The revenge Cronk had planned upon this man suddenly lost its savor before the vividly drawn picture. He did not remember that Vandecar had come for his girl; he had in mind only the wee, sweet squatter woman so long dead.
"Didn't the warden tell ye that I hit him, Mister," he groaned, "and that I smashed the keeper when they telled me about her, and—and that the strait-jacket busted my collarbone when I was tryin' to get out to her?"
Vandecar shuddered and shook his head; but before he could speak Cronk wailed dazedly:
"Ye might have come and telled me yerself, ye might a knowed how I wanted ye to!"
"I told you that I did come and you were gone," Vandecar answered emphatically.
"Ye didn't think how I loved her, how I'd a dreamed of huggin' my own little brat!"
Vandecar interrupted again:
"I took the baby with me, Lon Cronk." At the word "baby," Lon dragged his heavy hand backward across his eyes. "The baby," continued the governor, "was no bigger than this,—a wee bit of a girl, such as all big men love to father."
The squatter stood rigidly up against the wall, until his head almost reached the ceiling. His fierce eyes centered themselves upon Vandecar.
"If I'd a knowed, Mister," he mumbled, "that ye'd took my little Midge's hand in yer'n, that ye soothed her when she was a howlin' fer me, I wouldn't have cribbed yer kids—I'll be damned if I would 'ave!
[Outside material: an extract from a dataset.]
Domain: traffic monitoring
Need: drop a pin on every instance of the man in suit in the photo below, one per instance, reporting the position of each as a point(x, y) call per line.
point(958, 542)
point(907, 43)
But I hated ye—Christ! how I hated ye! I could only think how ye wouldn't help me." He shuddered, wiped his wet lips, and went on, "After that I went plumb to hell. There weren't no living with me in prison, lessen I were strapped in the jacket till my meat were scorched. It seemed as how it made my hurt less for her to have my own skin blistered. Then, when I got out of prison, I never once took my eyes offen ye, and when yer woman gived ye Flea and Flukey—"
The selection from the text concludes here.